Sunny Hostin, meanwhile, said that McCain's father told her “to take it easy on Meghan” because she would “learn to love her and understand her,” adding that the two now talk every day on the phone.
Acknowledging their frequent on-air spats, Behar said that while they “have had our fights,” the two have also shared “some drinking moments which were rather fun and interesting.”
McCain wrapped the segment by taking a shot at the media over the way it has covered her and The View in recent years.
“The media needs to do a better job of covering the women on this show. We are covered with deep misogyny and sexism by the media,” she exclaimed. “If five men were doing what we do every day, I believe we would have a Pulitzer Prize at this point, and it’s always reduced to, you know, really reductive coverage, and I implore the media to do better as they cover the rest of you going forward.”
Prior to Thursday’s on-air announcement, The Daily Mail first reported that McCain had decided to leave the show after four contentious seasons. “We have tried to keep her, but she is adamant that now is the right time for her to leave,” a source told the tabloid. “She will finish at the end of July 2021.”
The Mail also reported that prior to Thursday’s announcement, the other View hosts were completely unaware that McCain was preparing to ditch the long-running ABC daytime talk show.
“For the past four years, Meghan McCain has brought her fierce determination and vast political knowledge and experience to The View,” ABC News said in a statement about McCain’s departure. “She recently came to us with her decision to depart the show at the end of this season, a difficult choice that she made for her and her family that we respect and understand. We wish the best for Meghan as she plans her next chapter, and thank her for the passion and unique voice that she shared with us and our viewers each day.”
The 36-year-old’s tenure on the show was marked by her frequent on-air clashes with her colleagues, particularly liberal co-hosts Joy Behar and Whoopi Goldberg. Rarely a day has gone by where viewers weren’t inundated with Behar and McCain pelting each other with progressively nasty barbs.

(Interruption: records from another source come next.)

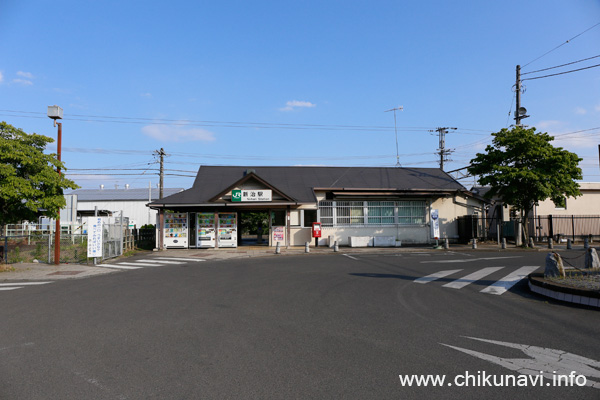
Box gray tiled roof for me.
[153,166,466,205]
[65,188,184,201]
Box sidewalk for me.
[0,242,583,283]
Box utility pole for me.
[429,127,457,171]
[154,147,167,199]
[384,106,404,167]
[515,65,529,126]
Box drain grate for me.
[48,271,83,275]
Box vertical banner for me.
[87,217,103,257]
[431,209,440,240]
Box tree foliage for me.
[0,122,78,226]
[468,127,582,241]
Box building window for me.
[554,197,567,210]
[367,201,395,225]
[398,200,426,225]
[319,200,427,227]
[304,210,317,228]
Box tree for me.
[468,126,582,243]
[0,122,79,227]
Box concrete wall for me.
[77,201,157,228]
[535,182,600,215]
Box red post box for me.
[313,222,321,238]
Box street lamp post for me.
[48,105,63,265]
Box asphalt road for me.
[0,251,600,399]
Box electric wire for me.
[522,22,600,68]
[521,64,600,81]
[521,55,600,75]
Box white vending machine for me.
[196,213,217,248]
[217,213,237,247]
[163,212,188,249]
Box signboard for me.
[231,189,273,202]
[431,209,440,240]
[87,217,103,257]
[273,226,284,243]
[312,222,321,237]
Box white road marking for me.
[112,262,159,267]
[136,259,184,264]
[414,269,462,283]
[0,282,52,286]
[481,265,539,295]
[440,336,600,389]
[443,267,504,289]
[101,264,144,269]
[421,256,522,264]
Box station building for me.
[148,166,486,248]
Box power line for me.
[521,64,600,81]
[523,22,600,68]
[521,55,600,75]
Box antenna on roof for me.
[384,106,404,167]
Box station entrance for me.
[238,210,270,246]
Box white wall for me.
[77,201,157,228]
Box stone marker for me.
[544,252,565,278]
[585,247,600,269]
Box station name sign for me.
[231,189,273,202]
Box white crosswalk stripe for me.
[444,267,504,289]
[103,257,206,269]
[136,258,185,264]
[481,266,538,294]
[413,266,539,295]
[0,281,52,291]
[414,269,462,283]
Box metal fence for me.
[458,215,600,241]
[0,218,148,264]
[529,215,600,240]
[0,233,88,264]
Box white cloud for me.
[17,71,33,79]
[142,124,216,142]
[13,79,33,86]
[279,100,317,111]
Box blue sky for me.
[0,0,600,188]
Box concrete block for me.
[581,296,591,306]
[373,236,396,247]
[348,236,373,247]
[565,293,573,303]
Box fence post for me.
[48,229,52,264]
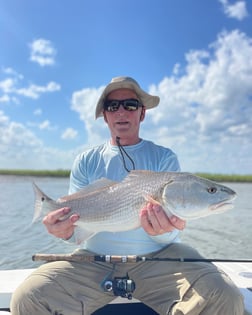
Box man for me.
[11,77,243,315]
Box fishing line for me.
[116,137,135,173]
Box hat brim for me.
[95,81,160,119]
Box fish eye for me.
[207,187,217,194]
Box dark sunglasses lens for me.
[104,99,140,112]
[123,100,139,111]
[104,101,120,112]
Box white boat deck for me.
[0,263,252,315]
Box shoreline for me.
[0,169,252,183]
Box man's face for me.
[104,89,145,145]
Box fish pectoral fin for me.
[57,177,118,202]
[74,226,96,244]
[144,195,162,207]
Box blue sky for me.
[0,0,252,174]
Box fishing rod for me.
[32,253,252,263]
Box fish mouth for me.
[116,121,129,126]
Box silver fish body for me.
[33,171,236,242]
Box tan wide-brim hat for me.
[95,77,159,119]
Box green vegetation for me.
[0,169,70,177]
[0,169,252,183]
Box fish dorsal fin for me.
[57,177,117,202]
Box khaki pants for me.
[11,244,244,315]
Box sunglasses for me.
[103,98,143,112]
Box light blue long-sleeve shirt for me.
[69,140,180,255]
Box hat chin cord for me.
[116,136,135,173]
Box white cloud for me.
[0,68,61,103]
[69,30,252,173]
[61,128,78,140]
[219,0,249,21]
[0,111,78,169]
[33,108,42,116]
[0,30,252,173]
[29,38,57,67]
[71,86,108,145]
[15,81,61,99]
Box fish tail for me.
[32,182,53,223]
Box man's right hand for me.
[43,207,79,240]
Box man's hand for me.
[140,202,186,236]
[43,208,79,240]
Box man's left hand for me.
[140,202,186,236]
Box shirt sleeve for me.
[68,154,89,194]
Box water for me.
[0,175,252,269]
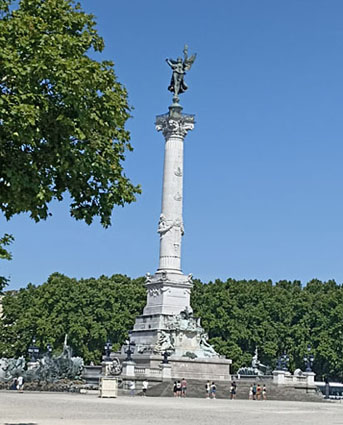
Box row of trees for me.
[0,273,343,379]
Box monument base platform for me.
[116,354,232,381]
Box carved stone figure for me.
[166,44,196,102]
[107,357,123,376]
[200,332,218,357]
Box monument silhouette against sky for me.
[122,46,231,380]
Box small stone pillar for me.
[123,360,136,378]
[101,361,112,376]
[303,372,316,386]
[160,363,171,381]
[273,369,287,385]
[27,362,39,370]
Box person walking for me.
[256,384,262,400]
[230,381,237,400]
[249,385,252,400]
[252,382,257,400]
[173,381,177,397]
[142,379,149,397]
[205,381,211,398]
[176,381,181,397]
[181,378,187,397]
[17,376,24,393]
[129,381,136,397]
[211,382,217,398]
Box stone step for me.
[143,380,323,401]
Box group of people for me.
[205,381,217,398]
[249,382,267,400]
[127,379,149,397]
[173,378,187,397]
[10,376,24,393]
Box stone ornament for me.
[156,114,194,140]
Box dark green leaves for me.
[0,0,140,227]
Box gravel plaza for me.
[0,391,343,425]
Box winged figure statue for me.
[166,44,196,101]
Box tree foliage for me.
[0,233,14,295]
[0,273,146,362]
[0,0,140,226]
[192,279,343,379]
[0,273,343,379]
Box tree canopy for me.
[0,273,343,379]
[0,0,140,227]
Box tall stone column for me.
[156,107,194,273]
[144,103,194,315]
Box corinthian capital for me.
[156,114,194,139]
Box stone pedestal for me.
[160,363,172,381]
[273,370,291,385]
[101,361,112,376]
[99,377,118,398]
[120,99,231,380]
[27,362,39,370]
[123,360,136,378]
[303,372,316,386]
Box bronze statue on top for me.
[166,44,196,103]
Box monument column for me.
[156,109,194,273]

Seeing her role as a referee, Goldberg has repeatedly butted heads with McCain, especially when the former Fox News personality either talks over her other colleagues or runs long with her tirades, prompting Goldberg to lash out in kind. (And, invariably, causing more tension on the set.)

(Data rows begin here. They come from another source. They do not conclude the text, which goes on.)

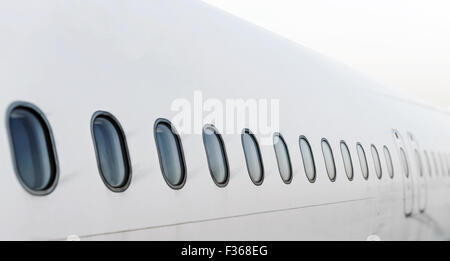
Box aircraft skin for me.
[0,0,450,240]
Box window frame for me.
[153,118,187,190]
[370,144,382,180]
[202,124,230,188]
[383,145,395,179]
[356,142,370,180]
[320,138,337,182]
[272,132,294,184]
[339,140,355,181]
[241,128,265,186]
[6,101,60,196]
[91,111,133,193]
[298,135,317,183]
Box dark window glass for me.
[341,141,353,180]
[400,148,409,178]
[414,149,423,177]
[8,103,58,195]
[273,133,292,183]
[203,125,229,187]
[298,136,316,182]
[356,143,369,179]
[155,119,186,189]
[383,146,394,179]
[431,152,439,177]
[439,153,447,176]
[322,139,336,181]
[241,129,264,185]
[370,145,383,179]
[423,151,433,177]
[92,112,131,192]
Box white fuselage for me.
[0,0,450,240]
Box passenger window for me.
[383,146,394,179]
[341,141,353,180]
[91,112,131,192]
[400,148,409,178]
[423,151,433,177]
[203,125,229,187]
[322,139,336,181]
[370,145,383,179]
[241,129,264,186]
[431,152,439,177]
[154,119,186,189]
[299,136,316,183]
[438,153,447,176]
[7,102,59,195]
[273,132,292,184]
[414,149,423,177]
[356,143,369,180]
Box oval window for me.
[7,102,59,195]
[341,141,353,180]
[356,143,369,180]
[400,148,409,178]
[423,151,433,177]
[154,119,186,189]
[203,125,229,187]
[241,129,264,186]
[298,136,316,183]
[273,132,292,184]
[91,111,131,192]
[370,145,383,179]
[383,146,394,179]
[322,139,336,181]
[414,149,423,177]
[431,152,439,177]
[439,153,447,176]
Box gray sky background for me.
[204,0,450,109]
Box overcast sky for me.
[204,0,450,108]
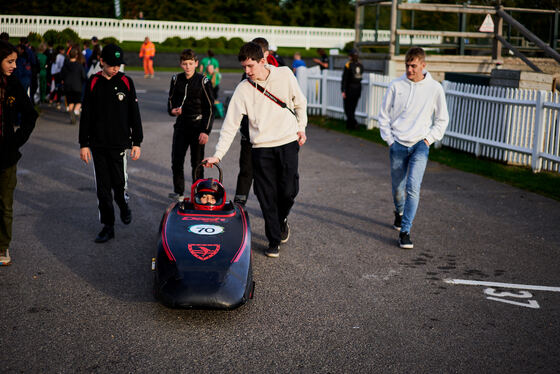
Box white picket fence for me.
[0,15,441,49]
[304,69,560,172]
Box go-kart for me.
[152,164,255,309]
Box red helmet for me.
[191,178,226,210]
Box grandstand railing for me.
[0,15,441,49]
[304,70,560,172]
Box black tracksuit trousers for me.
[91,148,128,226]
[252,141,299,245]
[171,125,204,195]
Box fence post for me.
[321,69,328,117]
[531,90,546,173]
[366,73,374,130]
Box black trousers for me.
[344,87,362,130]
[235,137,253,201]
[0,164,17,249]
[171,125,204,195]
[91,148,128,226]
[252,141,299,245]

The strain between McCain and the rest of the crew, though, hasn’t just been relegated to the airwaves.
Tensions were always reportedly high between McCain and her colleagues behind the scenes, with sources saying McCain helped perpetuate a “toxic culture” on the show. In one memorable instance, in 2018, Behar apparently threatened to quit during the middle of a show after she got into an intense on-air squabble with McCain.
“If this shit doesn’t stop I’m quitting this damn show,” Behar huffed, adding that she was at her “wits’ end with this entitled bitch.”
McCain and her co-hosts would regularly attempt to downplay the backbiting taking place on the show, despite the fact that behind-the-scenes struggles apparently resulted in Huntsman jumping ship in just her second season.
Prior to Hunstman’s departure in early 2020, she reportedly had a backstage blow-up with McCain, her longtime friend. Furthermore, Huntsman had grown upset with leaks to tabloid media about the internal squabbling on The View, as well as one particular leak that network executives were considering replacing Huntsman because she was “bland.”
And more recently, with a new ABC News chief in charge of The View, McCain has continued to lash out and complain about her treatment on the show. Following yet another sparring session with Behar in May, ABC News President Kim Godwin called a last-minute meeting with the show’s crew and demanded an end to the personal attacks.
McCain, however, reportedly stormed out of the meeting early because she felt that she was being unfairly attacked.
It remains to be seen where McCain will end up in the TV world. Prior to her run at The View, she was a contributor and fill-in host at Fox News, and before that she was an MSNBC analyst.